A. Heatmaps representing the MR-based fidelity score of each tumor sample (columns) versus each GEMM-DT model (rows), for the TCGA (right) and SU2C (left) cohort, respectively. Relevant patient phenotypic variables—i.e., Cohort, Gleason score, and NEPC status—are shown in the top three bars, while relevant GEMM-DT phenotypic variables—i.e., Cluster, outcome, castration status, and metastasis status—are shown in the four vertical bars to the left of the heatmap. Fidelity scores are computed as the $-{\mathrm{L}\mathrm{o}\mathrm{g}}_{10}P$ of the patient vs. GEMM-DT MR enrichment analysis. The 5 top-most significant cognate models for each patient are shown in dark red; other statistically significant (P ≤ 10⁻⁵) high-fidelity models are shown using a lighter to darker color scale (as shown). The light blue barplots at the bottom of the two heatmaps shows the number of candidate cognate models for each patient, while the dark blue barplots to the right show the number of patients for which a GEMM-DT represents a cognate model.

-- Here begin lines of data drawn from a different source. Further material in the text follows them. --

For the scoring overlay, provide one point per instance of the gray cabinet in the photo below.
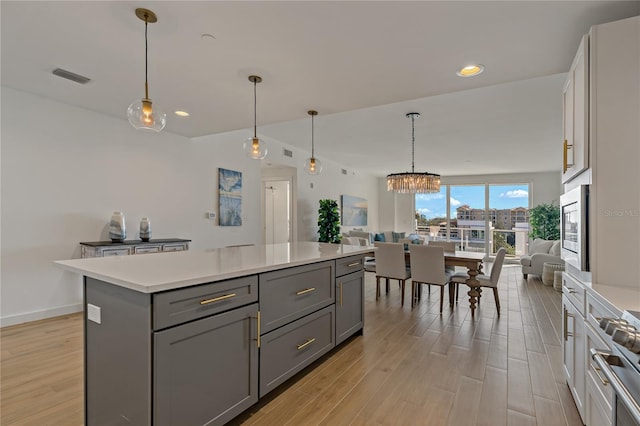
(349, 297)
(289, 349)
(206, 371)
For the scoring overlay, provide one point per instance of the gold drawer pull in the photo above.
(307, 343)
(597, 370)
(217, 299)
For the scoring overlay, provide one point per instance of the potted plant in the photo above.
(329, 222)
(544, 221)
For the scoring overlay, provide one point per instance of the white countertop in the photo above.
(151, 273)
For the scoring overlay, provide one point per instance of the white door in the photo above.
(277, 211)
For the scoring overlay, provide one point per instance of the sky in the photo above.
(500, 197)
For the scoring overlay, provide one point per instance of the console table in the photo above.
(110, 248)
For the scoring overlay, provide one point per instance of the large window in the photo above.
(477, 217)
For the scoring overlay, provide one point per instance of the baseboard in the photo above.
(38, 315)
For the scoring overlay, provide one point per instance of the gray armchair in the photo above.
(540, 251)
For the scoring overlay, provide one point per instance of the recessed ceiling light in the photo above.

Overall, 78% of the samples in the TCGA (n = 261 of 334) and 93% of those in the SU2C cohorts (n = 198 of 212) have at least one cognate GEMM-DT. B. GSEA of the fidelity analysis for representative GEMM-DT-SU2C pairs showing an example of an MR-unmatched (low-fidelity, top) and an MR-matched (high-fidelity, bottom) pair. See also Table S4.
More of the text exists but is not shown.